English: The lattice work on Saks & Co’s store on Fifth Avenue in New York City (Photo credit: Wikipedia)
Last year, I did an event for my book, “Malled: My Unintentional Career in Retail” at Saks, an upscale store on Fifth Avenue in Manhattan. A woman stopped by my table and bought a copy and I couldn’t believe my luck — she works in HR at another huge retailer. It was, I hoped, a golden opportunity for future consulting, or a speaking engagement or book sales.
And then began a months-long courtship that went exactly….nowhere. She’d read my book, seen my video, had plenty of time to assess my potential value to her company. She would email me to arrange a phone call, with no agenda or plan. Our one in-person meeting, when I was in her city far away from me, got cancelled after she took a horrible fall. The call arranged for 3pm on a Sunday afternoon, (she simply assigned me the time, horribly inconvenient for me), she completely blew off.

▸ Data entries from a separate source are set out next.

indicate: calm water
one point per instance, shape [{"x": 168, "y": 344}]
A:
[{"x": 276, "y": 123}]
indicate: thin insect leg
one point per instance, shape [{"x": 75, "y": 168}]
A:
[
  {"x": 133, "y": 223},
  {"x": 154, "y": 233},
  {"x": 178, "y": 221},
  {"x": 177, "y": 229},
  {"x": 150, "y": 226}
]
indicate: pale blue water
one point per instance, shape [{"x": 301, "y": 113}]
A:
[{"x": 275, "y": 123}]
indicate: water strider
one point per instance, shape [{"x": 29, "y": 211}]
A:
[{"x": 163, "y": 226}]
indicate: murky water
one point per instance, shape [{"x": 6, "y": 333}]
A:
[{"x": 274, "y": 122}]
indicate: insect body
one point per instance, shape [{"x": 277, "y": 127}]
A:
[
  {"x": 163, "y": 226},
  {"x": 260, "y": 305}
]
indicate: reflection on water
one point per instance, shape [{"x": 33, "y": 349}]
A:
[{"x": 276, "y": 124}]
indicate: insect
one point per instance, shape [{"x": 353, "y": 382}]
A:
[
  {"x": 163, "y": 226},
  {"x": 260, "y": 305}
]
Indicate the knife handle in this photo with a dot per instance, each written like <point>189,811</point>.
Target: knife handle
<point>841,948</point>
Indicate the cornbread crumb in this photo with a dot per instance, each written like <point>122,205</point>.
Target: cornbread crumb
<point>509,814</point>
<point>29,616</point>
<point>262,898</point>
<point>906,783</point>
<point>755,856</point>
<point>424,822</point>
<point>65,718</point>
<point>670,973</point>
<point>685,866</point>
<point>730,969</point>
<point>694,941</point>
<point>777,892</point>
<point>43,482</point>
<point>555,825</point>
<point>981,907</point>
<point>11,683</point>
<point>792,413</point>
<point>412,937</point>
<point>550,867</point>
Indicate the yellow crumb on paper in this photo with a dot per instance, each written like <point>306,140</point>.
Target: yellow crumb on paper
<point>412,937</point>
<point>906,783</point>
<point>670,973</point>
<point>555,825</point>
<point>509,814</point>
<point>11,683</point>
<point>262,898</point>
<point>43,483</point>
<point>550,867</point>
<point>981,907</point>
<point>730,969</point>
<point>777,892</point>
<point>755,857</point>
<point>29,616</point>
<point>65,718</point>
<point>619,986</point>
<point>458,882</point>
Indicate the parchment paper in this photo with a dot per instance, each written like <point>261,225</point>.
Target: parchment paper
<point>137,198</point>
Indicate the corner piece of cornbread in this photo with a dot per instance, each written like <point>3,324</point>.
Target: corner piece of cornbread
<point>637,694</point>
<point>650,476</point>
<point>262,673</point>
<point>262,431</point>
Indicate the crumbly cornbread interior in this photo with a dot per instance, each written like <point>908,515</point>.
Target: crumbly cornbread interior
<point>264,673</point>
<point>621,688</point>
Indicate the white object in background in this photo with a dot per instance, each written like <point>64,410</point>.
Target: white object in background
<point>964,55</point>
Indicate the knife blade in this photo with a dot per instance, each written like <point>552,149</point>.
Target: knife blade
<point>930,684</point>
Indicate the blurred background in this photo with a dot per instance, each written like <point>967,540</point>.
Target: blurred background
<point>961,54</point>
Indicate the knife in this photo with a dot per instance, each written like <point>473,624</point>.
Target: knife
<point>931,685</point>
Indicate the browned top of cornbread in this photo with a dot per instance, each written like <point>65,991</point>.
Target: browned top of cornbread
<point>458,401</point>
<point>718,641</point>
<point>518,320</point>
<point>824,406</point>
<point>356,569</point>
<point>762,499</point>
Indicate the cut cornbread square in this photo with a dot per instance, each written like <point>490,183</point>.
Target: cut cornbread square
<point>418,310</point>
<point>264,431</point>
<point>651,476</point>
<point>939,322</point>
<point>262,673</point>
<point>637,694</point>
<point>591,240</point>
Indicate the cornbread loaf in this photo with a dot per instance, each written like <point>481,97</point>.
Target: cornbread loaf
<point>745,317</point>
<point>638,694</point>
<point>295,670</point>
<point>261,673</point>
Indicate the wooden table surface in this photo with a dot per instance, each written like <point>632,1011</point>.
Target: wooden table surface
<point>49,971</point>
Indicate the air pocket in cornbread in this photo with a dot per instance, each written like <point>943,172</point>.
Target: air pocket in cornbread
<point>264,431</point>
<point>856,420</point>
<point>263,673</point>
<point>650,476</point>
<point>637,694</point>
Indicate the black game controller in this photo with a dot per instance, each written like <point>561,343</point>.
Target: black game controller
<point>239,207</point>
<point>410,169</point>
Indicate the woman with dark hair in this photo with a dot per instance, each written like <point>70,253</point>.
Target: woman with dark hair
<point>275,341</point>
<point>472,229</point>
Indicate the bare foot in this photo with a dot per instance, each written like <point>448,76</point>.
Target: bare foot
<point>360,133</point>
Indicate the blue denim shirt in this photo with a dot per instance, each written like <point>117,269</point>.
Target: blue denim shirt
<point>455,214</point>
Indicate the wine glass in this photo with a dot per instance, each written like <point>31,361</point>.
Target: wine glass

I finally emailed her a terse note suggesting that if or when she wished to do business with me, I’d be happy to hear from her.
Crickets!
Another Canadian recently decided they might want me to keynote a major conference, with barely a month’s notice — paying my own way to Toronto from New York for no fee. Really?
Then they simply stopped returning my assistant’s calls and emails. This sort of hand-wringing, passive-aggressive, risk-averse bullshit is crazy. Rude. Cowardly.
The ongoing challenge of working for yourself is determining which potential clients really are, eventually, going to open their wallets and get on with it — and those just dicking you around because:
1) they’re indecisive; 2) they’re cheap; 3) they don’t have the authority to hire or pay you; 4) they’re terrified of any risk; 5) they don’t have the funds 6) and/or don’t want you to know it; 7) it makes them feel powerful to know they can.
I hate wasting time. I hate wasting energy. I really try not to do it to others. It’s disrespectful. It’s a time-suck. And all the time you waste on foreplay, so to speak, you could be enjoying the real deal with someone who actually really does want to do business with you.
Have you run into this?
How do you suss these losers out (more) quickly so they don’t waste your time?